Monday, May 4, 2009

'Social Fascism'?

‘Social Fascism’?
It was fascinating, if at the same time nauseating, to listen to such as Jack Straw and John Prescott pronouncing in radio interviews that Labour Party members and ministers should ‘stop complaining and start campaigning’. If only there was something worth campaigning for. These two in particular might have made a start when they were in a position to do so by implementing the pre-1997 promise which Jack Straw broke, to abolish private prisons. In Prescott’s case returning the railways to public ownership when he had the opportunity would have been immensely popular and far cheaper, as it has turned out, than conducting criminal wars or stuffing with money the mouths of bankers responsible for the current financial meltdown.

Instead as the government and the party leadership unravels all we have is the announced determination to continue with a worse-than-Thatcherite agenda, in particular the intention of James Purnell, Secretary of State for Work and Pensions (who even looks like Alan B’Stard) to load intensified grief upon the victims of the government’s policies. The expenses claims scandals, the antics of Damien McBride and Derek Draper, hypocritically denounced by the leaders who hired and promoted them in full knowledge of their habits, are no aberration but indicative of the systemic rot and corruption at the heart of a so-called ‘Labour’ government. They are a bunch of scoundrels and conscienceless liars, total strangers to truth and integrity. As Lenin was fond of saying, the fish rots from the head down, or as Trotsky described the Tsarist court, a ‘leprous camarilla’ (though that is most unfair to lepers). In comparison they make Ramsay MacDonald look like a leader of exemplary principle.
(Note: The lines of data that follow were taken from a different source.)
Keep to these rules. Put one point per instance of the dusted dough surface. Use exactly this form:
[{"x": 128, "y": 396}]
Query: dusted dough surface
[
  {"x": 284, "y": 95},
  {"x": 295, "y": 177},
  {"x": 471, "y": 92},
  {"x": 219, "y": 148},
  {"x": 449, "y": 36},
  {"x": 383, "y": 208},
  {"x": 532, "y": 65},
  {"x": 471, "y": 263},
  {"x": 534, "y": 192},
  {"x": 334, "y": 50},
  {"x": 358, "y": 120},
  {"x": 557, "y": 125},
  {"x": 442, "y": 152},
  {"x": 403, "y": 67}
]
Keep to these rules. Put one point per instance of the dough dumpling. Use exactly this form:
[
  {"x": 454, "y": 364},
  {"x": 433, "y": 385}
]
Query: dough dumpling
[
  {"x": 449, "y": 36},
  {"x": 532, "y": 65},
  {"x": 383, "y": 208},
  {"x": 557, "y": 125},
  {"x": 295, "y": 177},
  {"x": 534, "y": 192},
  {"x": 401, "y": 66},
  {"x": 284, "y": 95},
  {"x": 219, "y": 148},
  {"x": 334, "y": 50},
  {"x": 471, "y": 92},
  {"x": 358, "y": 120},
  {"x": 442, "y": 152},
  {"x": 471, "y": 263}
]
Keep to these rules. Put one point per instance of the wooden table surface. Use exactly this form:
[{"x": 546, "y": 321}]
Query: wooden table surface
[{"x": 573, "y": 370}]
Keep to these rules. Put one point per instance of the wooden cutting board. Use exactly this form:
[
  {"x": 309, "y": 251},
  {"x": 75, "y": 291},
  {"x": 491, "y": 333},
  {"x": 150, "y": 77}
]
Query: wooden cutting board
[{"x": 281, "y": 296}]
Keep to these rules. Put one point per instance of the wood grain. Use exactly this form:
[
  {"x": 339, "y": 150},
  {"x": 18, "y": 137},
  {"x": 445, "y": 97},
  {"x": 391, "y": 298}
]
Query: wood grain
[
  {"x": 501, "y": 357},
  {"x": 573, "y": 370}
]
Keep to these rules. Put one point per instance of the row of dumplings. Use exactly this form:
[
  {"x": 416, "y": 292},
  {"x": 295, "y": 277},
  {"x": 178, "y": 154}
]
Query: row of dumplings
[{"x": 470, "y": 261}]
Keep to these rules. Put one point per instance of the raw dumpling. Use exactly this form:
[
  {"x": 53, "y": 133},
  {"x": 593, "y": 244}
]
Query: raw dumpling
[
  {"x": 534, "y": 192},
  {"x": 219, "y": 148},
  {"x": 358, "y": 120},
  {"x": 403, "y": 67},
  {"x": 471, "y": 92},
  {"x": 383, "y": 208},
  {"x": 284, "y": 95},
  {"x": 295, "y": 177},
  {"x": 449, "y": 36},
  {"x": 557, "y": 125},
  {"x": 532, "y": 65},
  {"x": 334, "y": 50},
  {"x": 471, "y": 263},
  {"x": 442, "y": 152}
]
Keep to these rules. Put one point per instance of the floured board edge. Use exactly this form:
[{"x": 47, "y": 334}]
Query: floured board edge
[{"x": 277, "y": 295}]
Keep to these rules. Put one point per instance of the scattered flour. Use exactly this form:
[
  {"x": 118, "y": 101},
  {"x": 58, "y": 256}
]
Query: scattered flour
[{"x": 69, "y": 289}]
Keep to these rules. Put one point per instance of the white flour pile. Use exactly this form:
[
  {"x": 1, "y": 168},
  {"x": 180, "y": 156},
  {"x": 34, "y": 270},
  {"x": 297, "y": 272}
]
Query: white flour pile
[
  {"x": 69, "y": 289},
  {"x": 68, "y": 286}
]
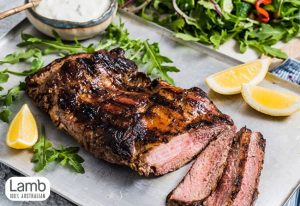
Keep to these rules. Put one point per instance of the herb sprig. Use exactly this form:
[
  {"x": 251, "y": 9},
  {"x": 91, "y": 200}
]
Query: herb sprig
[
  {"x": 215, "y": 22},
  {"x": 45, "y": 153},
  {"x": 141, "y": 51},
  {"x": 146, "y": 54},
  {"x": 7, "y": 100}
]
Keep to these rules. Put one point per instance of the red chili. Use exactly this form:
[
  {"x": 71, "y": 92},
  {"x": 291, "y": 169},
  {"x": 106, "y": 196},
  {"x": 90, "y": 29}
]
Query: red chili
[{"x": 263, "y": 14}]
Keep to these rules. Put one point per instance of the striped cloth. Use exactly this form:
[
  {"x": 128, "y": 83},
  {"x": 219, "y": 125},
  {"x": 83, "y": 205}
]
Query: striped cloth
[{"x": 290, "y": 70}]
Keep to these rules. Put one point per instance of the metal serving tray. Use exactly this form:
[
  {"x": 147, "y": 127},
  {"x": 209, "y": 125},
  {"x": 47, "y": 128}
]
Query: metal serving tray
[{"x": 110, "y": 185}]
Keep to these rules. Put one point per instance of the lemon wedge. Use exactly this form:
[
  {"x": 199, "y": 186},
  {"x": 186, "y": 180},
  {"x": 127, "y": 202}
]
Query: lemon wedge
[
  {"x": 22, "y": 132},
  {"x": 269, "y": 101},
  {"x": 230, "y": 81}
]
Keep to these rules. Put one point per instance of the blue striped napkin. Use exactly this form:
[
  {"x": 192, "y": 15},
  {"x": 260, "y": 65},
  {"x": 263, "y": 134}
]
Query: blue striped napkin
[{"x": 290, "y": 70}]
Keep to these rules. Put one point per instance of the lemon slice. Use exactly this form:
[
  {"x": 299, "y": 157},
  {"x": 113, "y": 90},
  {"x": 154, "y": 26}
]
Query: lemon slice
[
  {"x": 22, "y": 132},
  {"x": 230, "y": 81},
  {"x": 269, "y": 101}
]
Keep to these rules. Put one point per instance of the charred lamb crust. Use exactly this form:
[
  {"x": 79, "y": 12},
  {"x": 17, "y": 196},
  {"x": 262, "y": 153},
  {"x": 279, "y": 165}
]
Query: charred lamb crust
[
  {"x": 259, "y": 142},
  {"x": 114, "y": 111}
]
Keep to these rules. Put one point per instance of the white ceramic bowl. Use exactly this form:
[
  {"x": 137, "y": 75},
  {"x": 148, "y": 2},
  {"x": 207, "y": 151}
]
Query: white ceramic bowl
[{"x": 69, "y": 30}]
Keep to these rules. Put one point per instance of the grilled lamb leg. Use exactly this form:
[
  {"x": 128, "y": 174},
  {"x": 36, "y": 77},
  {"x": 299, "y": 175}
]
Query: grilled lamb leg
[
  {"x": 204, "y": 174},
  {"x": 120, "y": 115}
]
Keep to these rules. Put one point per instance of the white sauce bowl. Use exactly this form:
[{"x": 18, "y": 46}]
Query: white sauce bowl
[{"x": 69, "y": 30}]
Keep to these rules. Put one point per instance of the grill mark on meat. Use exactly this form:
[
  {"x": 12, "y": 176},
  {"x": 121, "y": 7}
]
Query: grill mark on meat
[
  {"x": 101, "y": 98},
  {"x": 204, "y": 174},
  {"x": 229, "y": 184},
  {"x": 251, "y": 171}
]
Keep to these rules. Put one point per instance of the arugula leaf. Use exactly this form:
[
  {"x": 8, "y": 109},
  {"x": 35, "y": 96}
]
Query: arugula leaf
[
  {"x": 68, "y": 156},
  {"x": 203, "y": 22},
  {"x": 140, "y": 51},
  {"x": 7, "y": 99},
  {"x": 3, "y": 77},
  {"x": 45, "y": 153},
  {"x": 18, "y": 56}
]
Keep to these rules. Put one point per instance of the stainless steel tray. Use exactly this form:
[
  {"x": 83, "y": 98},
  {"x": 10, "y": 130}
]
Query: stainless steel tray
[{"x": 107, "y": 184}]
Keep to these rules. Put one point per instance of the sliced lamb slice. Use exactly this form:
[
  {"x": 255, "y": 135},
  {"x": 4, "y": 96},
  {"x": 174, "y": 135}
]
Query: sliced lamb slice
[
  {"x": 227, "y": 186},
  {"x": 204, "y": 174},
  {"x": 251, "y": 171}
]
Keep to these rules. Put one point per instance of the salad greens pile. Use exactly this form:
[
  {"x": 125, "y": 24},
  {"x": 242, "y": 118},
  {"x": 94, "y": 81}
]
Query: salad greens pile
[
  {"x": 144, "y": 53},
  {"x": 214, "y": 22}
]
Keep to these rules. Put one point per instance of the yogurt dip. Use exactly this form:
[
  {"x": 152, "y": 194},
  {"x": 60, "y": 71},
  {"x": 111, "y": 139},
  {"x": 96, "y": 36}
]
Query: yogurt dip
[{"x": 73, "y": 10}]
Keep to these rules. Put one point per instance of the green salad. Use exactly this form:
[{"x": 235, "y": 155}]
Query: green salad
[{"x": 256, "y": 24}]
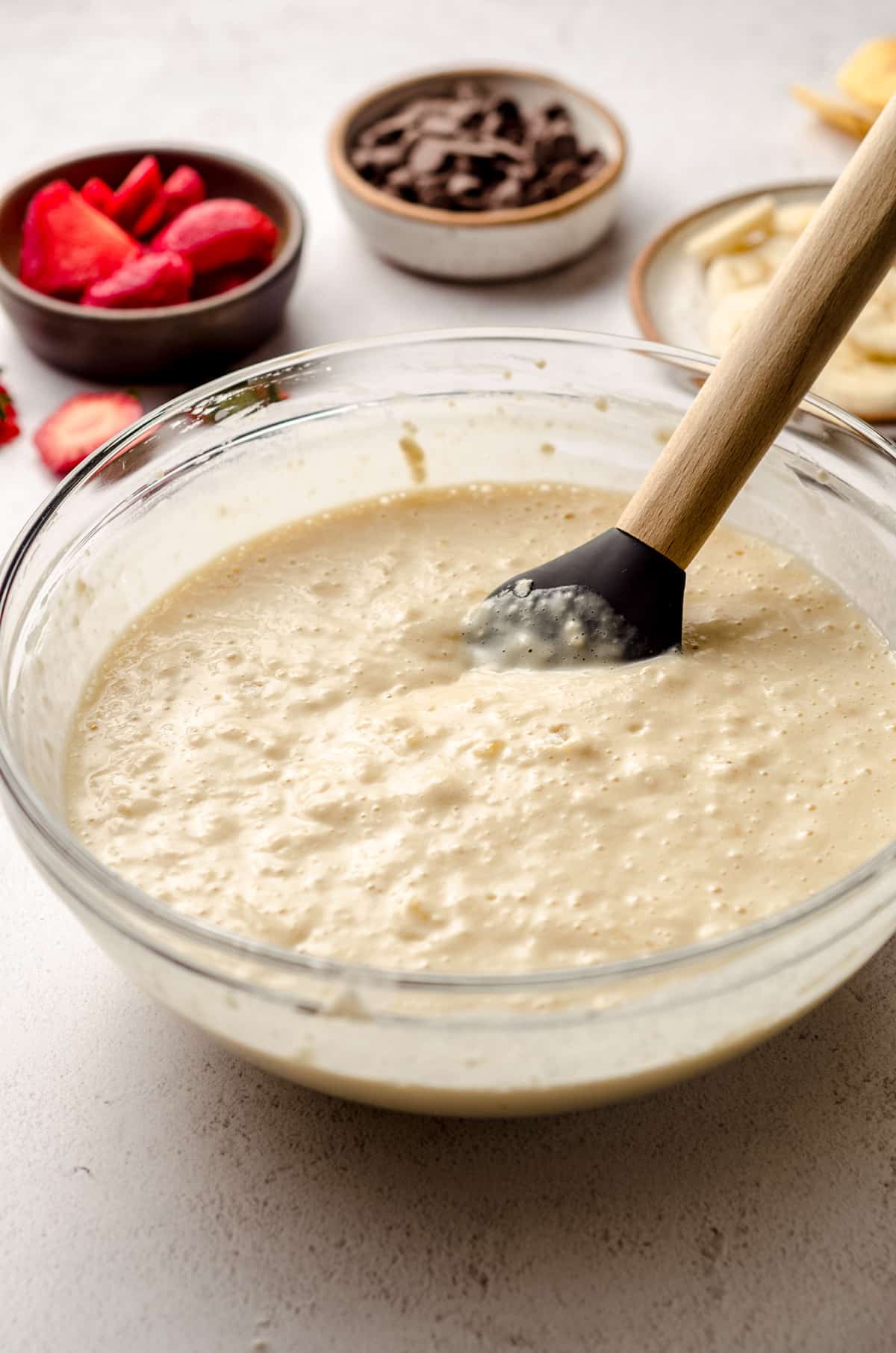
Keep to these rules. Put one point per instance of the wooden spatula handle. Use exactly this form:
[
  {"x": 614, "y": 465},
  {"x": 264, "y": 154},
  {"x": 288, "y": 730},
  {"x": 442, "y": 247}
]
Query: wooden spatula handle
[{"x": 776, "y": 356}]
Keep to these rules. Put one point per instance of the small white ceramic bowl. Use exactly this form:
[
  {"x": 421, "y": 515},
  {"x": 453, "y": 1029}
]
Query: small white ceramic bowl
[{"x": 484, "y": 245}]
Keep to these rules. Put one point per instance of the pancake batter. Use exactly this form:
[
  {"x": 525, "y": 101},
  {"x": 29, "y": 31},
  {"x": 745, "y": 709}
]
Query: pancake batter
[{"x": 294, "y": 746}]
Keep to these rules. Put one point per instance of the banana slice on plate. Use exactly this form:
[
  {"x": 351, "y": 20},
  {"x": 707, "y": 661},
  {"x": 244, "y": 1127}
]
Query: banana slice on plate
[
  {"x": 734, "y": 273},
  {"x": 874, "y": 331},
  {"x": 773, "y": 252},
  {"x": 729, "y": 313},
  {"x": 868, "y": 388},
  {"x": 859, "y": 382},
  {"x": 735, "y": 229},
  {"x": 794, "y": 217}
]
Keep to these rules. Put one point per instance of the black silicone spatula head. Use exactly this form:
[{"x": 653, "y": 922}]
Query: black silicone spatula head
[
  {"x": 611, "y": 600},
  {"x": 620, "y": 596}
]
Nor are these things, the foul economic policies and the festering corruption, by any means the worst of it. There is now a widespread recognition that Britain has been turned into a police state, characterised by arbitrary arrest, imprisonment without trial, official intimidation of political protest, creation of a general climate of fear and insecurity over mythical terrorist plots and the quiet establishment of CRS-style police units of professional sadists.

In the late twenties and early thirties the then Communist Party was – quite properly ¬– denounced for terming the Labour Party and government ‘social fascists’. Today the designation would be a lot more pertinent. The ultimate beneficiaries are likely to be the real fascists.